After recently revisiting the Sant Pau site with my friend Laurie from Sydney, I wonder from a ‘locals’ (I use the term loosely) point of view, why this collection of buildings still continues to seemingly sit under the radar. Certainly it’s not Gaudi’s famous ‘Sagrada Familia’ but its uniqueness in architecture and design does in my opinion, stand up against any of the Gaudi casa’s.


The ‘Sant Pau Art Nouveau Site’ brochure states that it is “a jewel of Modernista architecture” and I couldn’t agree more. A visit into the interior of these buildings, particularly the main entrance building would be, I imagine, like walking inside an elaborately decorated and coloured jewellery box. Certainly the designers of today’s stark white, clinical and ‘less than human’ modern hospital interiors could take some inspiration from these interiors.

Brief History:

In 1401 the Council of One Hundred (Concell de Cent), the former governing body of Barcelona, agreed to build the hospital ‘de la Santa Creu’. Designed by Guillem d’Abriell, it merged and centralised six hospitals in the city. This building exists in its current form between carrer de l’Hospital and carrer del Carme, in the suburb of El Ravel.

By the end of the 19th century ‘de la Santa Creu’ was too small and outdated, this was due both to the continuing population growth of the city and because of advances made in medicine and hygiene. It became a matter of necessity to locate a site and commission a new hospital.

Through the contributions of the City of Barcelona and based on the bequest of the Catalan banker Pau Gil, building works of this new hospital, designed by Spanish-Catalan modernist architect, Lluís Domènech i Montaner (December 21, 1850 – December 27, 1923), were undertaken from 1902 through to 1930 in the district of Eixample. His son, Pere Domènech i Roura, became wholly responsible at some point between 1914 and 1920 for the continuation of the works, albeit simpler designs. The hospital took the name “Hospital de Santa Creu i de Sant Pau” to honour its benefactor.
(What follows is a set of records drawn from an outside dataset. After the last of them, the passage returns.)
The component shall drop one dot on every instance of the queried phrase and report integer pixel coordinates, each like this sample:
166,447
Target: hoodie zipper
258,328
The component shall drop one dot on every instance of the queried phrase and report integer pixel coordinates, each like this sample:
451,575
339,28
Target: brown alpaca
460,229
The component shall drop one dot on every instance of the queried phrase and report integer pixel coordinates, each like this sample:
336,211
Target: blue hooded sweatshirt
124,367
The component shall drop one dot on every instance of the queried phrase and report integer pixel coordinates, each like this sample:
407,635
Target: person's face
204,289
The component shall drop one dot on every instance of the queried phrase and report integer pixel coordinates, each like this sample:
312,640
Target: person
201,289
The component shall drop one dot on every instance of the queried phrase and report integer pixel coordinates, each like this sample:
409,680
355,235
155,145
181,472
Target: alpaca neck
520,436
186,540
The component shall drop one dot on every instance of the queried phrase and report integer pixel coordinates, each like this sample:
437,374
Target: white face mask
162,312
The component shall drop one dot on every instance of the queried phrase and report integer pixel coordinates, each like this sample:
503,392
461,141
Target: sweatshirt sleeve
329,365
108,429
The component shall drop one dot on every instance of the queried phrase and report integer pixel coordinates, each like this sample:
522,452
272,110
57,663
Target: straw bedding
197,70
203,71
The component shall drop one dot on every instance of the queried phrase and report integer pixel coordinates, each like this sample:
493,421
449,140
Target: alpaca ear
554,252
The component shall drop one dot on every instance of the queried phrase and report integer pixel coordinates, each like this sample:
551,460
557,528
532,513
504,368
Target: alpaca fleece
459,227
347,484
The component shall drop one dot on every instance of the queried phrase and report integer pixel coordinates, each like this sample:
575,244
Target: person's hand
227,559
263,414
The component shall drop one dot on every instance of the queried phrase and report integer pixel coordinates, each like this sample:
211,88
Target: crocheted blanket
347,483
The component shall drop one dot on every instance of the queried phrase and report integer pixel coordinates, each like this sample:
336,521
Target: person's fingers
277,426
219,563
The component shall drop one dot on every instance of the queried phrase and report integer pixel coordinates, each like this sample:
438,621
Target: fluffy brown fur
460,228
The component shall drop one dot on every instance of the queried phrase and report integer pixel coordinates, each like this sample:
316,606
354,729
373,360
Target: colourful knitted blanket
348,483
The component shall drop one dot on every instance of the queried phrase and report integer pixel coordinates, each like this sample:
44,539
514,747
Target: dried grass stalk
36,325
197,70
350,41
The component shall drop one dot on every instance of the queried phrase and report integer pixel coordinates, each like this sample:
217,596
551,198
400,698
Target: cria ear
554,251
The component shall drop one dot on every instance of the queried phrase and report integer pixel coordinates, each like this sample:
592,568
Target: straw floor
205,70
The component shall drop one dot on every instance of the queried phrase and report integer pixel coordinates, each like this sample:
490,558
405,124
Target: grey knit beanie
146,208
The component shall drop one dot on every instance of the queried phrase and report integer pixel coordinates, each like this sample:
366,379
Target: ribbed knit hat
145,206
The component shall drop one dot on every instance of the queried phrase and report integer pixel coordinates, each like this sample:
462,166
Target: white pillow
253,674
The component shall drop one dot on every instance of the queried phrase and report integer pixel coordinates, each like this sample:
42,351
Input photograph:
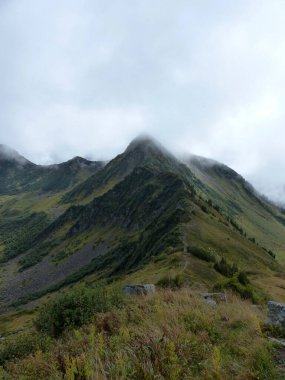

Beginning in 1916 and by the end of 1929, hospital services were relocated to this newly established hospital which was officially inaugurated in 1930.

thomas_30    Ramon Casas 1909 Charcoal and Pastel

Early image of the site and 1909 Charcoal and Pastel portrait of Lluís Domènech i Montaner by Ramon Casas

The buildings are principally modernist ‘Art Nouveau’ in style; however, Lluís Domènech i Montaner also implements styles from earlier eras of architecture, particularly ‘Mudejar architecture’ which emphasises the use of bricks. He collaborated with among others, renowned sculpture artists Pau Gargallo and Eusebi Arnau, painter Francesc Labarta and Josep Perpinyà who made the wrought iron elements.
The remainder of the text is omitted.